VOO was built to mirror the performance of the S&P 500, giving investors exposure to many of the largest publicly traded companies across several industries. With approximately $947 billion in assets under management spread across 507 holdings, the ETF ranks among the largest investment funds available today. Its expense ratio sits at just 0.03%, making it an extremely low-cost way to gain broad market exposure.

Although VOO includes companies from many different sectors, technology still carries enormous influence inside the portfolio. The ETF’s eight largest holdings – the Magnificent Seven stocks alongside AVGO – account for more than one-third of total assets.

That tech exposure has certainly worked in VOO’s favor lately, although QQQ has delivered even stronger gains. The reason comes down to concentration, since the ETF focuses heavily on technology and growth companies within the Nasdaq-100 index.

QQQ holds close to 100 tech companies and manages approximately $454 billion in assets. Its 0.18% expense ratio remains reasonable, though investors do pay more for the heavier growth tilt compared with VOO.
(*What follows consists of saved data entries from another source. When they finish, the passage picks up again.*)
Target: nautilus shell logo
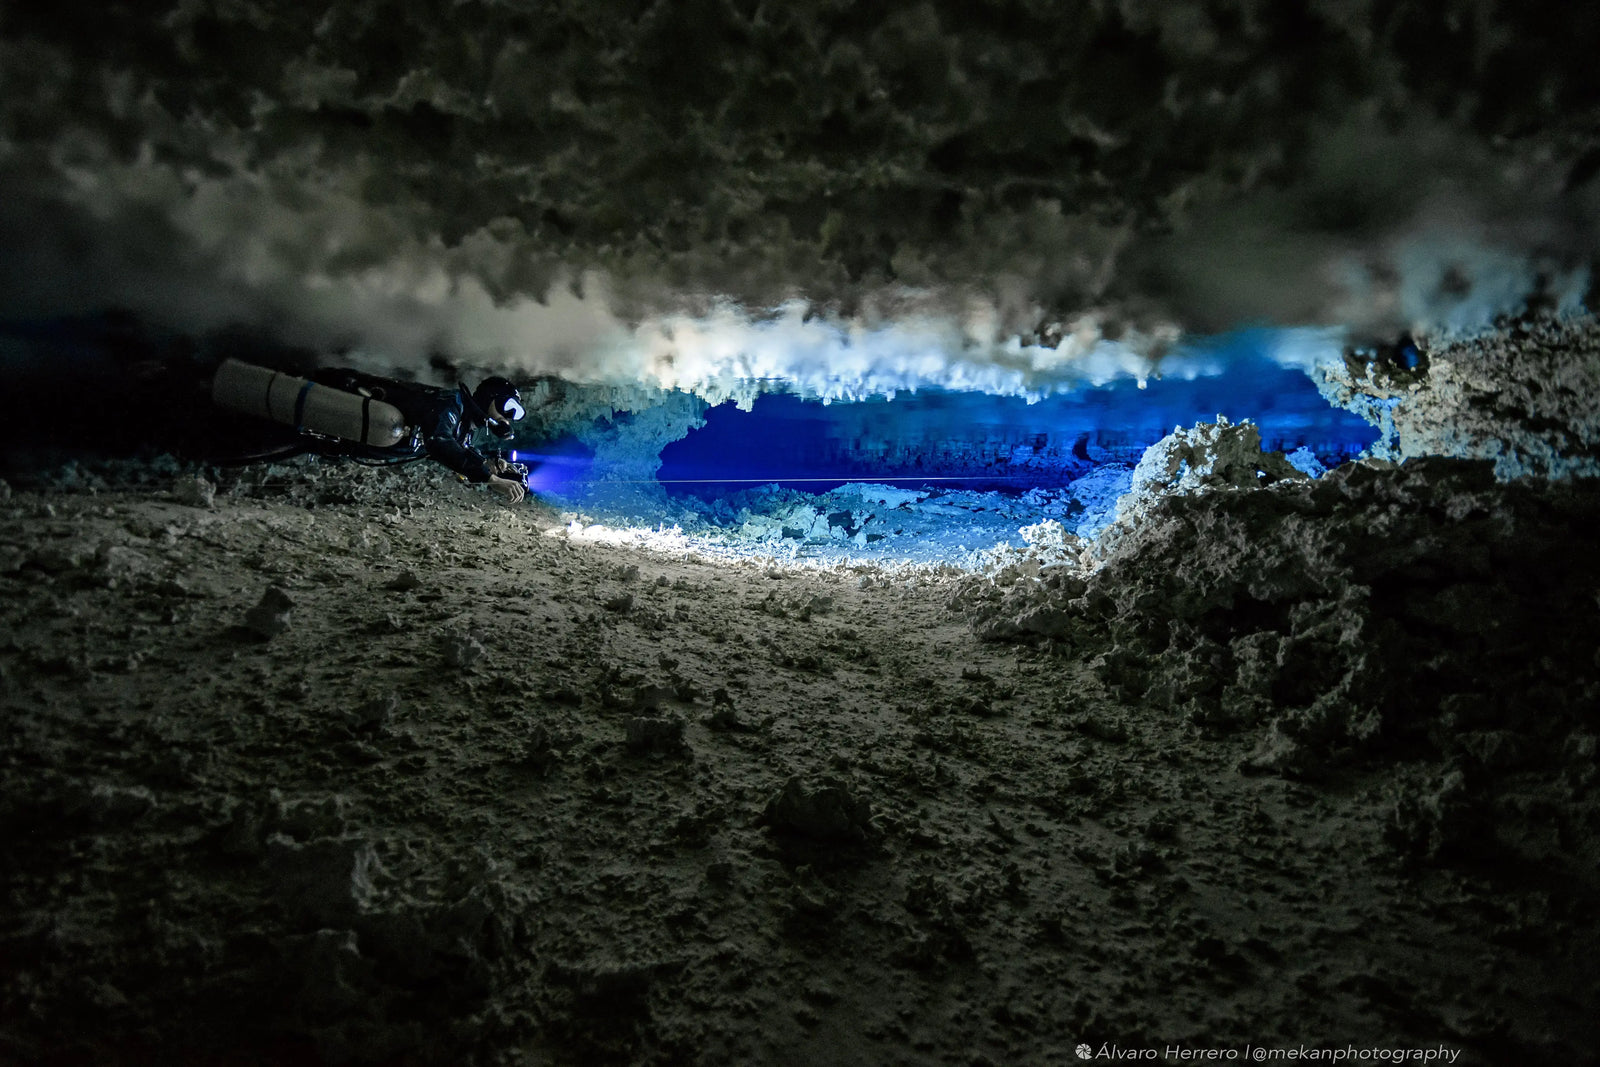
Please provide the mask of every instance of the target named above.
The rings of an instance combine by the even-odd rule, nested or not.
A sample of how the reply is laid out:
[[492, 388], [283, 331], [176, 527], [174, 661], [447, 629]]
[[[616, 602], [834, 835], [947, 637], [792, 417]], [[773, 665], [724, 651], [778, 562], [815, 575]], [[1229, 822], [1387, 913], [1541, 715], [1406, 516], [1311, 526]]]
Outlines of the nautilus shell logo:
[[1094, 1059], [1094, 1049], [1090, 1048], [1087, 1043], [1079, 1045], [1078, 1046], [1078, 1059], [1080, 1059], [1080, 1060], [1092, 1060], [1092, 1059]]

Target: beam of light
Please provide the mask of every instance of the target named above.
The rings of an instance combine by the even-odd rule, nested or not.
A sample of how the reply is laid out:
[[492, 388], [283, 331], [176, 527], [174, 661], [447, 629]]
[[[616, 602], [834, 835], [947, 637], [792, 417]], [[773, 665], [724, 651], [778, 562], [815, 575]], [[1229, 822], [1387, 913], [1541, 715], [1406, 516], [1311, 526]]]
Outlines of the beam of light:
[[513, 449], [506, 458], [512, 463], [527, 464], [528, 476], [523, 484], [529, 492], [545, 496], [564, 496], [587, 484], [587, 475], [594, 464], [592, 455], [569, 440], [537, 451]]
[[507, 458], [513, 463], [538, 463], [541, 465], [555, 463], [568, 467], [581, 467], [589, 462], [589, 460], [581, 456], [549, 455], [544, 452], [519, 452], [515, 449], [508, 453]]

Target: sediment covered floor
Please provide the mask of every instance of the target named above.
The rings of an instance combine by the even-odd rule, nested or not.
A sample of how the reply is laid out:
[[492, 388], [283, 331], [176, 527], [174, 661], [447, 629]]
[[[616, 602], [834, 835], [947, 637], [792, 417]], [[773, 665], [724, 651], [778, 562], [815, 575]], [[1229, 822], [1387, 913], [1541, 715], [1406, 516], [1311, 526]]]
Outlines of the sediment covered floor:
[[[1593, 496], [1462, 469], [942, 578], [573, 539], [415, 468], [19, 489], [0, 1059], [1592, 1062]], [[1241, 531], [1310, 584], [1238, 593]], [[1519, 540], [1550, 588], [1496, 578]]]

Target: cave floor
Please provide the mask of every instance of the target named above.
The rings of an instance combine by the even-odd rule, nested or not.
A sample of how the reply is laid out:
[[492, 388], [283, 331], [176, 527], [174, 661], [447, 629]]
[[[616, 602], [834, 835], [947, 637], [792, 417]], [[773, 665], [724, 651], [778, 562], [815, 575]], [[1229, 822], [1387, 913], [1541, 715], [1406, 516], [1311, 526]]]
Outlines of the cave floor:
[[1379, 770], [1245, 775], [938, 579], [379, 482], [0, 505], [0, 1060], [1595, 1047], [1593, 916], [1400, 866]]

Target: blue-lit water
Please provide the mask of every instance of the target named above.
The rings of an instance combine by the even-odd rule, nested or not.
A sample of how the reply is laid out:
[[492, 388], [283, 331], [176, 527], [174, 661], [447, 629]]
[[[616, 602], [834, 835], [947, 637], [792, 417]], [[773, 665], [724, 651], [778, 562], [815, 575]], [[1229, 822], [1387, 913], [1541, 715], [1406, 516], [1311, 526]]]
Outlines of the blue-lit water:
[[711, 497], [752, 484], [822, 492], [852, 481], [1025, 490], [1068, 484], [1108, 462], [1136, 462], [1175, 426], [1219, 414], [1253, 420], [1263, 447], [1309, 448], [1334, 465], [1378, 431], [1331, 407], [1306, 374], [1259, 346], [1220, 351], [1221, 373], [1124, 380], [1036, 403], [920, 390], [893, 399], [823, 404], [772, 393], [749, 411], [712, 408], [705, 426], [661, 453], [670, 492]]

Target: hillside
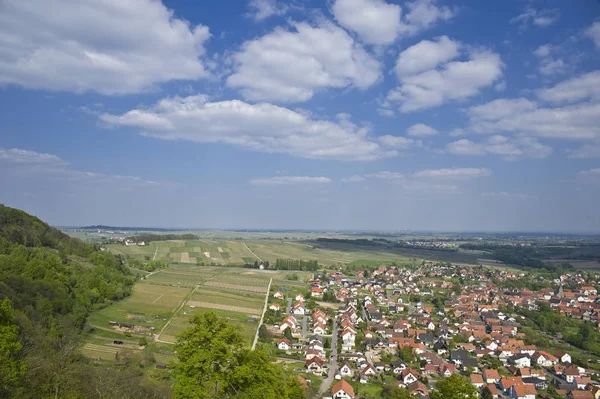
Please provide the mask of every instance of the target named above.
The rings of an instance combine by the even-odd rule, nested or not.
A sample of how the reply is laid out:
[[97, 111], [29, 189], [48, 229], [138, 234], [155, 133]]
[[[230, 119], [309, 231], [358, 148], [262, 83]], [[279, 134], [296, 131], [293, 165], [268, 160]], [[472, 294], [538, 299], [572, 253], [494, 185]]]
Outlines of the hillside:
[[0, 245], [8, 244], [46, 247], [80, 256], [88, 256], [94, 251], [93, 246], [69, 237], [37, 217], [0, 204]]
[[[1, 206], [0, 397], [94, 397], [113, 371], [81, 358], [80, 336], [89, 313], [129, 296], [134, 282], [119, 257]], [[127, 381], [108, 396], [165, 397], [139, 396], [155, 390], [135, 374]]]

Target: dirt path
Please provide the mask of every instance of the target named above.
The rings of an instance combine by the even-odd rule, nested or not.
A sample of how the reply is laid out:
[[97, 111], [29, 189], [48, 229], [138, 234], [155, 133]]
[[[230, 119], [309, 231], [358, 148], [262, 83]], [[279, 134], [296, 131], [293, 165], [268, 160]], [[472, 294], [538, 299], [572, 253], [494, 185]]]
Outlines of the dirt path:
[[154, 256], [152, 257], [152, 260], [156, 260], [156, 254], [158, 253], [158, 245], [156, 246], [156, 250], [154, 251]]
[[256, 335], [254, 336], [254, 342], [252, 343], [252, 350], [256, 348], [256, 343], [258, 342], [258, 332], [260, 331], [260, 326], [262, 326], [265, 312], [267, 311], [267, 302], [269, 301], [269, 292], [271, 292], [272, 282], [273, 279], [269, 280], [269, 287], [267, 287], [267, 294], [265, 295], [265, 307], [263, 308], [262, 314], [260, 315], [260, 321], [258, 322], [258, 327], [256, 328]]
[[189, 299], [192, 297], [192, 295], [194, 295], [194, 292], [196, 292], [196, 290], [198, 289], [198, 287], [200, 287], [200, 285], [195, 286], [194, 289], [191, 290], [189, 294], [187, 294], [187, 296], [183, 299], [183, 301], [181, 301], [181, 304], [179, 305], [179, 307], [177, 309], [175, 309], [175, 311], [171, 315], [171, 318], [169, 319], [169, 321], [167, 321], [165, 323], [165, 325], [163, 326], [163, 328], [160, 329], [160, 332], [158, 334], [154, 335], [154, 340], [156, 342], [163, 342], [163, 341], [160, 340], [160, 336], [173, 323], [173, 320], [175, 320], [175, 317], [177, 317], [177, 314], [179, 313], [179, 311], [181, 311], [181, 309], [183, 309], [183, 307], [185, 306], [185, 304], [187, 303], [187, 301], [189, 301]]
[[244, 246], [246, 247], [246, 249], [248, 250], [248, 252], [250, 252], [250, 253], [251, 253], [251, 254], [252, 254], [252, 255], [253, 255], [253, 256], [254, 256], [256, 259], [258, 259], [259, 261], [261, 261], [261, 262], [262, 262], [262, 259], [261, 259], [261, 258], [259, 258], [259, 257], [258, 257], [258, 255], [256, 255], [256, 254], [254, 253], [254, 251], [252, 251], [252, 250], [250, 249], [250, 247], [248, 246], [248, 244], [244, 243]]

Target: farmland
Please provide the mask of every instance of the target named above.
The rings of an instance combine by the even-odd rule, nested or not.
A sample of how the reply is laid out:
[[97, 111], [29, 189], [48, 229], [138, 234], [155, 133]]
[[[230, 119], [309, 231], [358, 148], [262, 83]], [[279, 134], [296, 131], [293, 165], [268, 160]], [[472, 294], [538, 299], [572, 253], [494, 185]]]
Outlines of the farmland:
[[254, 263], [257, 260], [275, 263], [278, 258], [316, 260], [324, 266], [345, 265], [353, 262], [401, 262], [412, 258], [477, 263], [477, 255], [466, 251], [369, 248], [315, 241], [153, 241], [143, 247], [121, 244], [109, 244], [107, 247], [115, 254], [140, 261], [162, 260], [200, 265], [244, 264]]
[[[301, 281], [289, 280], [292, 274]], [[174, 264], [146, 275], [128, 298], [92, 313], [89, 323], [93, 331], [81, 351], [91, 358], [114, 359], [118, 351], [143, 350], [139, 342], [145, 337], [155, 358], [168, 362], [174, 360], [169, 347], [177, 335], [194, 315], [208, 311], [228, 318], [250, 346], [269, 281], [297, 290], [308, 276], [303, 272]]]

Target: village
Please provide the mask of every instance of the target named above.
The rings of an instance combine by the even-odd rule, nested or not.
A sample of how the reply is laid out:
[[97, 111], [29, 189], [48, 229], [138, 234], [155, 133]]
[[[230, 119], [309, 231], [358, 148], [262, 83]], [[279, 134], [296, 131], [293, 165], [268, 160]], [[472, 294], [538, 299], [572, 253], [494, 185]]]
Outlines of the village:
[[449, 263], [330, 271], [305, 292], [272, 291], [266, 336], [278, 356], [303, 362], [294, 371], [314, 397], [399, 387], [429, 398], [436, 382], [459, 375], [482, 398], [598, 399], [598, 357], [525, 316], [544, 310], [593, 325], [588, 338], [597, 339], [597, 287], [585, 272], [551, 279]]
Against this backdrop, Investor David Dierking remains optimistic about both ETFs over the long term, although he believes one currently offers the better opportunity for investors seeking stronger returns during the months ahead.

“In my opinion, the Invesco QQQ ETF represents the better trade right now,” Dierking opined.

Dierking does not view the recent rally as simply another momentum-driven rebound. The investor argues that accelerating earnings growth among hyperscalers and semiconductor companies has made technology valuations appear far less stretched than many investors assume. In fact, the strong profit expansion across the sector has helped pull the information technology sector’s forward price-to-earnings ratio down to around 23, well below levels seen during recent years.

Dierking believes continued spending on AI infrastructure and development should keep driving strong earnings growth across the tech sector during the years ahead.

“With earnings growth for the tech sector expected to be well into double digits for at least the next two years, there’s still upside for this group from the AI trade,” Dierking summed up.

Disclaimer: The opinions expressed in this article are solely those of the featured investor. The content is intended to be used for informational purposes only. It is very important to do your own analysis before making any investment.